The distances are averaged for each column, and the variable j is the index for the column (and the point) with the smallest average distance.

This works, but squareform takes a lot of time (this piece of code is repeated thousands of times), so i am looking for a way to optimise it. Does anyone know of a faster way to deduce the point with the smallest average distance from the results of pdist?

4
Do you have the same number of points for each call of your mediod function? - reve_etrange
Also, do you need the pairwise distances themselves? Or just the identity of the mediod? - reve_etrange
@reve_etrange, the number of points is different from time to time. And in the end all i need is the coordinates of the medoid (so i dont actually need the distances themselves, but use them to calculate the medoid). - user1218247
I experimented with precomputation of the indices. I think it can be faster if there are always the same number of points. Otherwise @yuk's answer is fastest AFAIK. I have nearly identical code in some of my functions. - reve_etrange

4 Answers

3
votes

I think for your task using SQUAREFORM function is the best way from vectorization view point. If you look at the content of this function by

edit squareform

You will see that it performs a lot of checks that take time of course. Since you know your input to squareform and can be sure it will work, you can create your custom function with just the core of squareform.

[r, c] = size(m);
distanceMatrix = zeros(r);
distanceMatrix(tril(true(r),-1)) = distances;
distanceMatrix = distanceMatrix + distanceMatrix';

Then run the same code as you did to find the medioid.

1
votes

Here's an implementation that doesn't require a call to squareform:

N1 = 10;
dim = 5;

% generate points
X = randn(N1, dim);

% find mean distance
for iter=N1:-1:1
    d_mean(iter) = mean(pdist2(X(iter,:),X([1:(iter-1) (iter+1):end],:),'euclidean'));
    % D(iter,:) = pdist2(X(iter,:),X([1:(iter-1) (iter+1):end],:),'euclidean');
end

[val ind] = min(d_mean);

But without knowing more about your problem, I have no idea if it would be faster.

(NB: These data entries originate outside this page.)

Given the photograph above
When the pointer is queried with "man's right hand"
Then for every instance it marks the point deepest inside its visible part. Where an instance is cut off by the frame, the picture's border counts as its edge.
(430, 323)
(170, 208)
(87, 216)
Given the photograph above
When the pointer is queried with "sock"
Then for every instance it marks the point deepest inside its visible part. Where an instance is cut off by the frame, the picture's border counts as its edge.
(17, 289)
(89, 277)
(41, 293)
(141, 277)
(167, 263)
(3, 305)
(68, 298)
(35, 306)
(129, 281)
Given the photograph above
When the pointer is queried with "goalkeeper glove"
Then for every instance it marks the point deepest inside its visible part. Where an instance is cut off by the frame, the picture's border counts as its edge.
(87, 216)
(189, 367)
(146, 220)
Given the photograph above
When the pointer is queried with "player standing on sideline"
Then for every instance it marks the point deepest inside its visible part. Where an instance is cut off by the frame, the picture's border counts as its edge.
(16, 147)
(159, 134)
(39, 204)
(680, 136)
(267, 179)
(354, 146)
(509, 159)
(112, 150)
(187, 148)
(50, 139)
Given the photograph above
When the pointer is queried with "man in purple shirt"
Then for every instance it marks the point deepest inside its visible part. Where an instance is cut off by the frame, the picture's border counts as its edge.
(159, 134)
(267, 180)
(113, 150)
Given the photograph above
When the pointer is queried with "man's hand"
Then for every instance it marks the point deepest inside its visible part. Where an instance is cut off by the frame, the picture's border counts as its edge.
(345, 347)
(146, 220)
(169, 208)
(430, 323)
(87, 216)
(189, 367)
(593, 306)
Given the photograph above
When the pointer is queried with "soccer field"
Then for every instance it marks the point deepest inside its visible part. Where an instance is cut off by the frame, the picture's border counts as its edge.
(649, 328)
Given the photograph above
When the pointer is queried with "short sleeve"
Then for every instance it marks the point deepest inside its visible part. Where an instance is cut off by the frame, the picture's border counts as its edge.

If this is the lynchpin for your program's performance, you may need to consider other speedup options like mex.

Good luck.

1
votes

When pdist computes distances between pairs of observations (1,2,...,n), the distances are arranged in the following order:

(2,1), (3,1), ..., (m,1), (3,2), ..., (m,2), ..., (m,m–1))

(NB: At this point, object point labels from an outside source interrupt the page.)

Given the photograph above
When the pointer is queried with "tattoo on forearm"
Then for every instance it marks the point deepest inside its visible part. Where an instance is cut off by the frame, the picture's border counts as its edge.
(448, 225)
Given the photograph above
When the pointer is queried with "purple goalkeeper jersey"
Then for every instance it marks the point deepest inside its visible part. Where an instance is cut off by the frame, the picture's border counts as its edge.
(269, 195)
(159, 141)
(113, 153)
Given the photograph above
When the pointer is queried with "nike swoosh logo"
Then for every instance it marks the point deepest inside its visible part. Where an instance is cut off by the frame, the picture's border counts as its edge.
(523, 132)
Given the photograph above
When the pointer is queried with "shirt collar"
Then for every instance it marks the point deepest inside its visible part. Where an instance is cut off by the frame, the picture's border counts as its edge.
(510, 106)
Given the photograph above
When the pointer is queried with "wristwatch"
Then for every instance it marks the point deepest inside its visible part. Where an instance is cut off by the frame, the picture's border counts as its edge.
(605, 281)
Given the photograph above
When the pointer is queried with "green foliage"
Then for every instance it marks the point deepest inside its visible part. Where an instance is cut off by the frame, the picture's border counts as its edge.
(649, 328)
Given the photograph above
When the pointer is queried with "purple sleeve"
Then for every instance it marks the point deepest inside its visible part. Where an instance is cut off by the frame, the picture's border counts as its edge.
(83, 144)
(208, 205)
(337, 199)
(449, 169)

To demonstrate this, try the following:

> X = [.2 .1 .7 .5]';
> D = pdist(X)
.1  .5  .3   .6  .4  .2

In this example, X stores n=4 observations. The result, D, is a vector of distances between observations (2,1), (3,1), (4,1), (3,2), (4,2), (5,4). This arrangement corresponds with the entries of the lower triangular part of the following n-by-n matrix:

M=
 0  0  0 0
.1  0  0 0
.5 .6  0 0
.3 .4 .2 0

Notice that D(1)=M(2,1), D(2)=(3,1) and so on. So, one way to get the pair of indices in M that correspond with D(k) would be to compute the linear index of D(k) in M. This could be done as follows:

% matrix size
n = 4;
% r(j) is the no. of elements in cols 1..j, belonging to the upper triangular part 
r = cumsum(1:n-1);       
% p(j) is the no. elements in cols 1..j, belonging to the lower triangular part 
p = cumsum(n-1:-1:1);
% The linear index of value D(k)
q = find(p >= k, 1);
% The subscript indices of value D(k)
[i j] = ind2sub([n n], k + r(q));

Notice that n, r and p need to be set only once. From that point, you can find the index for any given k using the last two lines. Let's check this:

for k = 1:6
   q = find(p >= k, 1);
   [i, j] = ind2sub([n n], k + r(q));
   fprintf('D(%d) is the distance between observations (%d %d)\n', k, i, j);
end

Here's the output:
D(1) is the distance between observations (2 1)
D(2) is the distance between observations (3 1)
D(3) is the distance between observations (4 1)
D(4) is the distance between observations (3 2)
D(5) is the distance between observations (4 2)
D(6) is the distance between observations (4 3)

0
votes

There is no need to use squareform:

distances = pdist(m);
l=length(distances);
n=(1+sqrt(1+4*l))/2;
m=[];
for i=1:n
  idx=[1+i:n:length(distances)];
  m(i)=mean(distances(idx));
end

j=min(m);

I am not sure, but maybe this can be vectorised as well, but now it is late.